A moment of silence, please... Hugh Hefner's marriage is officially over. Well, he says it was actually over ten years ago, but he stayed married to his wife "because of the children". But now that the little tykes have hit the magical age of 18, it's time to end the charade and get back to the gaggle of girlfriends he's been living with for the past decade (not to mention the constant supply of oversized breasts and undersized bikinis in his playboy mansion).
I'm so glad he stuck it out all those years for the sake of his children - great example, Hef! Way to honor those marital vows!
I think society is in serious trouble, not only from those who wish to redefine marriage as being a right for any two (or more) people who love each other, but from those who treat marriage as nothing more than a legal arrangment with no actual commitment or fidelity required. I just read an article this morning about an online dating site for married folks who are looking for a little bit more. Their motto? "Life is short. Have an affair."

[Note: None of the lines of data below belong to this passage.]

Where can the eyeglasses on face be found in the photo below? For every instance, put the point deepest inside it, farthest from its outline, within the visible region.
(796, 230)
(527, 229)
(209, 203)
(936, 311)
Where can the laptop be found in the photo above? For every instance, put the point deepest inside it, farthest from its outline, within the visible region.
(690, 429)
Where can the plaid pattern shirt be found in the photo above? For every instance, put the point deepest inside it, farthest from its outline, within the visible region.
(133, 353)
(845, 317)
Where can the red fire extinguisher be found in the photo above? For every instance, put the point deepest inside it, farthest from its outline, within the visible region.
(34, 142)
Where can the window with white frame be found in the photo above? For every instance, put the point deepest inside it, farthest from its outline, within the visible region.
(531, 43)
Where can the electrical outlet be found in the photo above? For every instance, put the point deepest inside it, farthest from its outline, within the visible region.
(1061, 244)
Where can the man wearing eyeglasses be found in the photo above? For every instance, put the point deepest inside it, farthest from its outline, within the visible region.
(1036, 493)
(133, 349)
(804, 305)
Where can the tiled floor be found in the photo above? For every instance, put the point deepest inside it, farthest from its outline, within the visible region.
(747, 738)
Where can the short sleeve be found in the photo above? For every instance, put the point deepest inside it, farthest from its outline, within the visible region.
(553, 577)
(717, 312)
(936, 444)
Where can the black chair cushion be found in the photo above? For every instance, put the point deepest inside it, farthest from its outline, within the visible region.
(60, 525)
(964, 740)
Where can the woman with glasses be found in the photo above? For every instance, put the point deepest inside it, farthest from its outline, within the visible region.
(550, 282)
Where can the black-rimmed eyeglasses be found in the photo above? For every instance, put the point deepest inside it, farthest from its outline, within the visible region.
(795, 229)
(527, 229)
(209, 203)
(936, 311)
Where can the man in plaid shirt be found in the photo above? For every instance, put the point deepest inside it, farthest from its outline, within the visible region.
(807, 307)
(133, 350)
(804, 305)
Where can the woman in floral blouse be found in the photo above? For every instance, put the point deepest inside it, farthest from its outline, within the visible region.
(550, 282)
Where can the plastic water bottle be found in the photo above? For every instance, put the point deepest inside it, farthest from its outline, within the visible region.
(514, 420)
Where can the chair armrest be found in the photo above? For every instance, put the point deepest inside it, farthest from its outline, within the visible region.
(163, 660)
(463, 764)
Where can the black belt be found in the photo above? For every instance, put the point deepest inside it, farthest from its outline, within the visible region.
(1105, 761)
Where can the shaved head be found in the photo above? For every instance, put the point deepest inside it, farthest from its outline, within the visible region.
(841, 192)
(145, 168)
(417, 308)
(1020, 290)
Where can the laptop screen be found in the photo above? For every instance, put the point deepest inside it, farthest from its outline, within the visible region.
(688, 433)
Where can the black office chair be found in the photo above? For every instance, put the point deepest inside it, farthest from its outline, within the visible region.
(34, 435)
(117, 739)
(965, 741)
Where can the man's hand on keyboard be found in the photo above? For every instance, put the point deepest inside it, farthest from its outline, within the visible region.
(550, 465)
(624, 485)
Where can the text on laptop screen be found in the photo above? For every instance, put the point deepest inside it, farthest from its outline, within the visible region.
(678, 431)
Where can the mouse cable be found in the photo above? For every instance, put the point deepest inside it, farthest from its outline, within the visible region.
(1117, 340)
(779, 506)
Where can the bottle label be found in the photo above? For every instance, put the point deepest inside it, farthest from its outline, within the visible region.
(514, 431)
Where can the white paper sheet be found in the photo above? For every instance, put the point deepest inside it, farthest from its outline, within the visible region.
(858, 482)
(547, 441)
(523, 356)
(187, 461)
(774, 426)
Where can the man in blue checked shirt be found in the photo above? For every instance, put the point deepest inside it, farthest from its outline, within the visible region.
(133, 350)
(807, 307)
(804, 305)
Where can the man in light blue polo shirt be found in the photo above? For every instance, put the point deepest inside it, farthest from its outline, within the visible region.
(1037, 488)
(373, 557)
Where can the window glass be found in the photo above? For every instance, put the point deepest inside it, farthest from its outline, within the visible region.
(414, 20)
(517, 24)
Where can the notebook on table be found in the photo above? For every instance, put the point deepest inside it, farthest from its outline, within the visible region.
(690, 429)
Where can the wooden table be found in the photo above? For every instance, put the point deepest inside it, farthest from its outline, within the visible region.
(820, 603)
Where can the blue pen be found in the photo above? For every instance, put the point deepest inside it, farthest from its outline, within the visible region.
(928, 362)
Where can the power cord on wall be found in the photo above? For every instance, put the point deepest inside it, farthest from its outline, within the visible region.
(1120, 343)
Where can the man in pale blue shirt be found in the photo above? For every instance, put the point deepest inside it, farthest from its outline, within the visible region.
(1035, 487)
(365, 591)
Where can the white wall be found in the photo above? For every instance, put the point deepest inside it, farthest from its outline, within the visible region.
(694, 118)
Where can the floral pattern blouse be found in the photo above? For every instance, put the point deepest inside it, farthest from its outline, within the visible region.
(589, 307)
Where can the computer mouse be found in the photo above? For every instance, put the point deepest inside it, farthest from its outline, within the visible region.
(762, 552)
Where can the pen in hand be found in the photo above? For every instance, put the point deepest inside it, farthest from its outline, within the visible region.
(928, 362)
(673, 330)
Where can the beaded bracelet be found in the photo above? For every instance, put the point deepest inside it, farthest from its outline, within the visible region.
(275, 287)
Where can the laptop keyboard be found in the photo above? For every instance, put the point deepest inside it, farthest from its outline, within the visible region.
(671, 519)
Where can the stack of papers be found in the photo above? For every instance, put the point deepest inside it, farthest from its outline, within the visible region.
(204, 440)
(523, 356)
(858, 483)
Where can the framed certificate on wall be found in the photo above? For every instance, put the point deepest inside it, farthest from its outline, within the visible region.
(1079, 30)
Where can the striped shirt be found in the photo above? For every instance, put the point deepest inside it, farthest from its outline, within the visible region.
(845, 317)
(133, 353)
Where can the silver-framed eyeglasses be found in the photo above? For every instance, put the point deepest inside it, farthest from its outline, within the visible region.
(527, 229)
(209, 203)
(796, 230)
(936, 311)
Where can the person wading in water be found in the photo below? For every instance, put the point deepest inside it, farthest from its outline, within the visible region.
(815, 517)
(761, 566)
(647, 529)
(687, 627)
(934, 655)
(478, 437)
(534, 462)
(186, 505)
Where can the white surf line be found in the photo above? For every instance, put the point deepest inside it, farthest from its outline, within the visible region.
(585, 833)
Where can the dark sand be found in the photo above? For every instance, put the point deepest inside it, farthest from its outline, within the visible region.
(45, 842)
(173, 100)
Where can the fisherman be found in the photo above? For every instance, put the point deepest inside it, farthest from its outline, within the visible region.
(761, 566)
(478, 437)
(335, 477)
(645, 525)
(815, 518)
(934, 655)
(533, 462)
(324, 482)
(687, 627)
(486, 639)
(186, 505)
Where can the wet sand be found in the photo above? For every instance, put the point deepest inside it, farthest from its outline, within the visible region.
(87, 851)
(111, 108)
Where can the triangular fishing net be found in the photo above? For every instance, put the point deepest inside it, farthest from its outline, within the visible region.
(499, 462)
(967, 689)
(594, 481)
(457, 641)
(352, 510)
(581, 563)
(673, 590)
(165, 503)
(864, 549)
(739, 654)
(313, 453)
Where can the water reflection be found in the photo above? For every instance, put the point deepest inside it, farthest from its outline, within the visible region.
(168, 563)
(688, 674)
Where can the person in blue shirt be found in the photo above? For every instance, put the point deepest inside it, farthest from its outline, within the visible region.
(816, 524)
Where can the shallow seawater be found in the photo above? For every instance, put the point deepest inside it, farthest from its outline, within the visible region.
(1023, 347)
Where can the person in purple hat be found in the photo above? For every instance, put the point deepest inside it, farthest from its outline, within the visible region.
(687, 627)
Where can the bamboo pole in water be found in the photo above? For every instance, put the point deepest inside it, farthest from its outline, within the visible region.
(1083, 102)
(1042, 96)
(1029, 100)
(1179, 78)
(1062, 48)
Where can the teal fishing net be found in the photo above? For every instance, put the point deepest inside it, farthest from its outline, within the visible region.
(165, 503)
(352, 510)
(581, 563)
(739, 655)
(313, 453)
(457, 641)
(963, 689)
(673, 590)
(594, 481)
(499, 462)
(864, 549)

Lovely. That handbasket we're traveling in is starting to get mighty hot.
I keep running into information like this hoping it is somehow out of the ordinary and that there are only a few misguided adults who subscribe to these disgusting theories. But the more I hear and the more I see, this sort of thinking is no longer outside the mainstream - it's edging toward the middle and gaining ground fast.
Just yesterday David was checking out the info on one of his facebook friends and discovered that the guy was in an "open relationship" with his significant other. I'm not sure what exactly is meant by that, but if it's anything like the "open" marriage of the Italian Premier and his wife, the guy has no shame.
Of course, the wife half of the Italian marriage-in-name-only pairing is finally fed up with her husband's wandering ways after 19 years of misguided tolerance for his behavior. Apparently he finally embarrassed her by stepping out with some teenage bimbo at a party when he was supposed to be on a business trip. How dare he?! He could have at least gone for a thirty-year-old in a business suit!
But the idea of open marriage is becoming all the rage, apparently. Maria Princeton, a businesswoman who is in a "very happy marriage" of 25 years with her husband, George, says they have an "amicable arrangement" that allows her to enjoy a little hanky panky on the side. "I'm a class act in infidelity," she says. (Is there such a thing?) She says George is fine with her taking lovers, as she made it very clear from the beginning that she would do whatever she darn well pleased when it came to extramarital sex. She then waxes romantic about how wonderful her husband is and how well their relationship works.
This woman (and anyone in an "open relationship") is delusional, and I highly doubt that her husband truly has no issues with her sexcapades. Sex involves more than bodies, whether Ms. Princeton likes to admit it or not. There are emotional and spiritual aspects to sex that you just can't get away from, no matter how hard you might try to convince yourself they don't exist. You simply can't have a sexual relationship with another person without profoundly damaging your relationship with your spouse, regardless of whether he seems to be going along with it. Someone is always going to be left hurting.
Ms. Princeton thinks an open marriage is the answer because "fairy tales of undying love and sexual and emotional union that lasts for a whole life time [are] really unrealistic." Well, I have news for her: the fairy tales aren't unrealistic at all; they just require commitment, trust, complete and total fidelity, and selflessness - all things she has proven to be incapable of when it comes to her own marriage.
No matter how much time Ms. Princeton may spend trying to convince herself otherwise, her "open marriage" is one fairy tale that can never have a happy ending.